Tempestuous nights and dawns of
Eclipses
Fighting the otherwhere and the
Why.
I
Screech at you from the rooftops
Over the bridge, driven wild
Inside my head
Hammer the bed into white sheets
Grasp cold on
Nothing
Outstare the stars to white lead.
And running,
Hand you the piece of dust
From which I fled.
Evergreen into Ivory white
Evergreen into ivory white
The curlew calls
The morbid manufacturers of day
Attend the passing funeral
Of those who decay
Slowly with time.
The bird rustles in the hedgerow
Hear its mating call
At close of day
the flight of swallows return
No matter where.
The passing shepherd summons the sheepdog
The daffodils burst out in gold
My lover's out there in the cold
The short mist comes
The gap between heaven and earth
And all obscurity
No greater love than this
Will
You
Grant
Me
A
Short
Space
For
Breath
The galleon ship enshrouded in mist
White walls surround the drowned sailor
Shipwrecked
In white water
On the turf of dreams
The bird flying calls
The seamen look up
It is not a white albatross
It is I turning about
Into this white pool
The shoreline crinkles into powder
Tiny and remote
Flying high, the day recedes
Into this ivory-white

Julia Webster studied English & Drama at Exeter University then later studied Integrated Health Sciences at Westminster.
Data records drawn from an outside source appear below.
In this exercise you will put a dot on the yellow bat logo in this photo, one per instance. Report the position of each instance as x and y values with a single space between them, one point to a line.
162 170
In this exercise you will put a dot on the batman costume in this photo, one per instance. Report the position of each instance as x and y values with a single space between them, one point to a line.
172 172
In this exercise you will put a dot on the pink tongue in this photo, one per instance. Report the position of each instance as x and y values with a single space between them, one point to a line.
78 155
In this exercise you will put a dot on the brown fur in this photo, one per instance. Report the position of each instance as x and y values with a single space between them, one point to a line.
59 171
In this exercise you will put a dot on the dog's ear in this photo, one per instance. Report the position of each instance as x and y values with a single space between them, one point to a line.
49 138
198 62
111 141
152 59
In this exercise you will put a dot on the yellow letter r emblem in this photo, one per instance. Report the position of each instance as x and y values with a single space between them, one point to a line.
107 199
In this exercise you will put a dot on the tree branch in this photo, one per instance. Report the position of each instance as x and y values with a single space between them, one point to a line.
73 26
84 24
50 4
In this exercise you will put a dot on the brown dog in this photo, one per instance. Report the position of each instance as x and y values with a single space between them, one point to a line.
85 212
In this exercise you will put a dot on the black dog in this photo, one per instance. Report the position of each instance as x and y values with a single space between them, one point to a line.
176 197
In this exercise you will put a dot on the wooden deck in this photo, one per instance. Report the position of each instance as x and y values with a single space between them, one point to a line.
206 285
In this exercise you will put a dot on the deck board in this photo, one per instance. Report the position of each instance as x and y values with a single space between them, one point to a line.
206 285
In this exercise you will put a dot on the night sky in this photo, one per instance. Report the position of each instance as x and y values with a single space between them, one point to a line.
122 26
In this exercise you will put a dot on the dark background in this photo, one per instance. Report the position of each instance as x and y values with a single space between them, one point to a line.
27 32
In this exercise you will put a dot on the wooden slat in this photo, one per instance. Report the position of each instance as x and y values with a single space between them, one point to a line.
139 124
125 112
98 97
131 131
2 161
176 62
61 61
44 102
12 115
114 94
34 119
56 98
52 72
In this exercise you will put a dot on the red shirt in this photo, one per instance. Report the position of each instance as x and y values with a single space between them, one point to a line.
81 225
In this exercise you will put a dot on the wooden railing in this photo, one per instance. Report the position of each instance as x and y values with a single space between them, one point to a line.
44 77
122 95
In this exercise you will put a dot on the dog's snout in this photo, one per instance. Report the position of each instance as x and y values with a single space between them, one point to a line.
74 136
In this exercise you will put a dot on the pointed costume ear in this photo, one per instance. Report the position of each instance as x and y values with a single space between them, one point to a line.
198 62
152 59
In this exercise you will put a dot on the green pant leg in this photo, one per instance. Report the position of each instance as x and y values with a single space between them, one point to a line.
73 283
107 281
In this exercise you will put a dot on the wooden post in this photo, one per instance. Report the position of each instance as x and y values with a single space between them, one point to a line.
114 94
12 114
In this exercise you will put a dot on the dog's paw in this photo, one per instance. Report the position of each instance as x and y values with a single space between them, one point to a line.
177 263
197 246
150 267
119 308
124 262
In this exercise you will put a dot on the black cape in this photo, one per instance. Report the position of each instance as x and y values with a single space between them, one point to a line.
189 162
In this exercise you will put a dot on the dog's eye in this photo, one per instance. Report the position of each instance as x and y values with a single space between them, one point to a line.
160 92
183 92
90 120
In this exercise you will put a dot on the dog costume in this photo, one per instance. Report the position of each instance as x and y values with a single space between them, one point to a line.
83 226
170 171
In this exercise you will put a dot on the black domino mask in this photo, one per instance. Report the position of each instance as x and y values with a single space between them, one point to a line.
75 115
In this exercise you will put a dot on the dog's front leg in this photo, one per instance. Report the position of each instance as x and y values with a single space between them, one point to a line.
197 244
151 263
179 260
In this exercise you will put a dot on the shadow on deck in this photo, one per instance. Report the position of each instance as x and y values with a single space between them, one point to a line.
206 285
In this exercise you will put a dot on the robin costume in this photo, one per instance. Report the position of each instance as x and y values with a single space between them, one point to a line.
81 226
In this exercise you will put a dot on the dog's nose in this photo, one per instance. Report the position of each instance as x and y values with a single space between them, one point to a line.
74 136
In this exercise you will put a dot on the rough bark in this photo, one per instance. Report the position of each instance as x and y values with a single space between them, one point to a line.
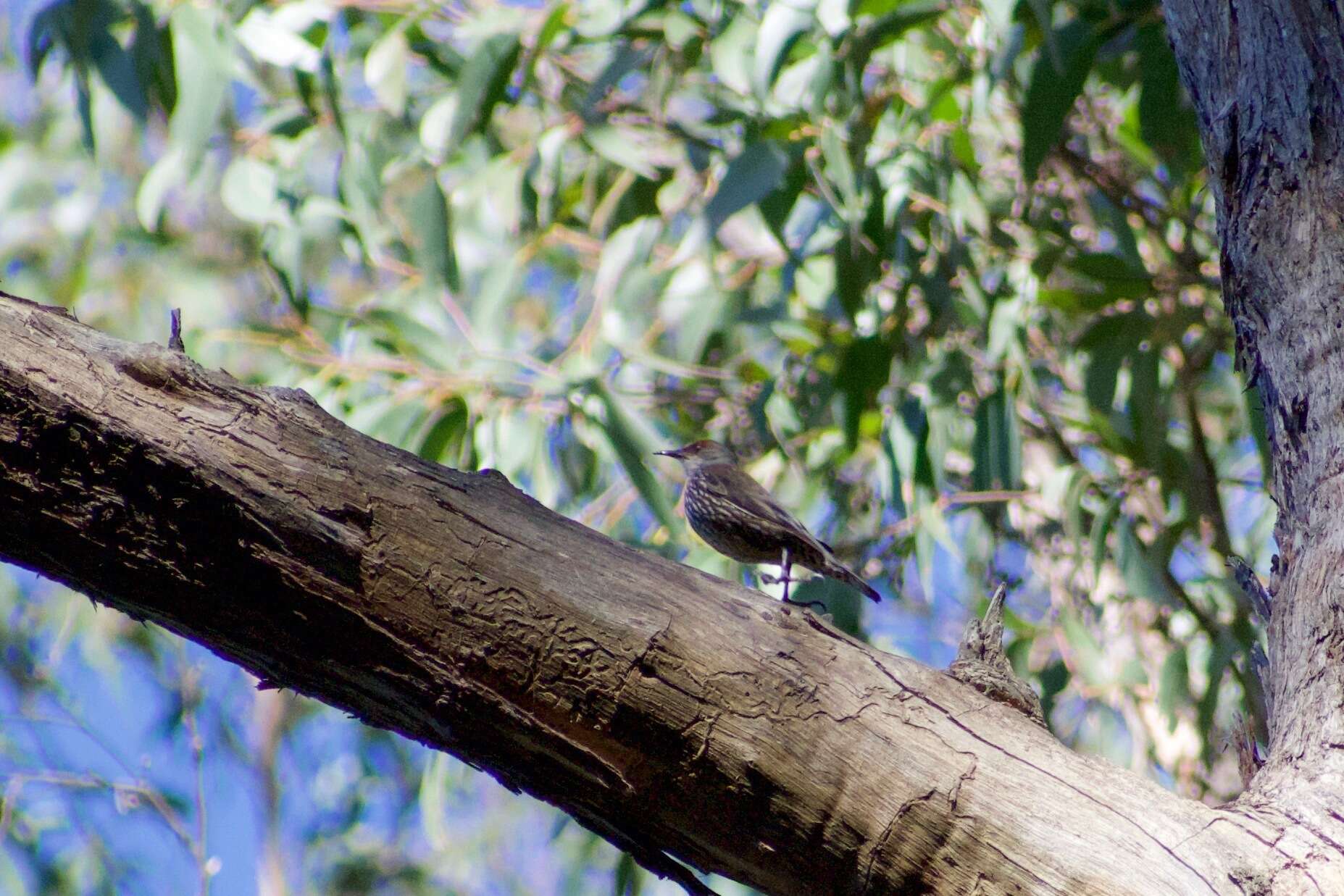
671 711
1266 81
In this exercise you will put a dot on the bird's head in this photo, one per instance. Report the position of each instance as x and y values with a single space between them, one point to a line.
704 453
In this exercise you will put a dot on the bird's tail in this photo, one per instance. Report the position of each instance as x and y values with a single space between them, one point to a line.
840 572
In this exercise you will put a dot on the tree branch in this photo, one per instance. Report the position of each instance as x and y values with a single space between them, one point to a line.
661 707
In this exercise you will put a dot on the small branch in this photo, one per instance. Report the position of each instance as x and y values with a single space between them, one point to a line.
982 664
175 331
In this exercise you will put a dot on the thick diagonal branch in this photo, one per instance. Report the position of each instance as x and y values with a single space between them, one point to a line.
671 711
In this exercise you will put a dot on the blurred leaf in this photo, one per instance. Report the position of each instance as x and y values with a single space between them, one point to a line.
482 85
117 70
998 443
753 175
1101 528
249 190
1051 92
1174 687
202 64
433 248
1143 572
1166 117
864 369
784 22
385 70
1109 341
632 448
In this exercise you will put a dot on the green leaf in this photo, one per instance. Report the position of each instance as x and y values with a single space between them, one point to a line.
1051 92
1147 409
1174 687
1109 341
249 190
864 369
385 70
202 62
732 54
1141 570
117 70
433 246
1101 527
632 448
445 438
998 443
483 83
889 26
782 25
751 176
1166 119
628 876
166 174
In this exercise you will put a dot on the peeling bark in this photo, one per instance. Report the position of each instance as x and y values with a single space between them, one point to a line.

Her first play written in 1972 entitled “The Object of the Game” was performed at The Little Theatre, Barbican , Plymouth and was likened by the well known Harvey Crane critic of the South West to works by Pinter and Ionesco. She began writing puppet plays for children and performed at various Albion fairs throughout the U.K. and was selected to attend The Children’s Festival in Austria by Arabella Churchill. She also wrote poetry since her teens and has composed many songs for voice guitar, violin and piano accompaniment which have been performed in various venues across the U.K. and also in India. In 1979 she met her teacher Chogyal Namkhai Norbu Rimpoche and has been a student of his and Dzogchen teachings since then. She currently lives in West London with her family and teaches piano and also practices cranio sacral therapy.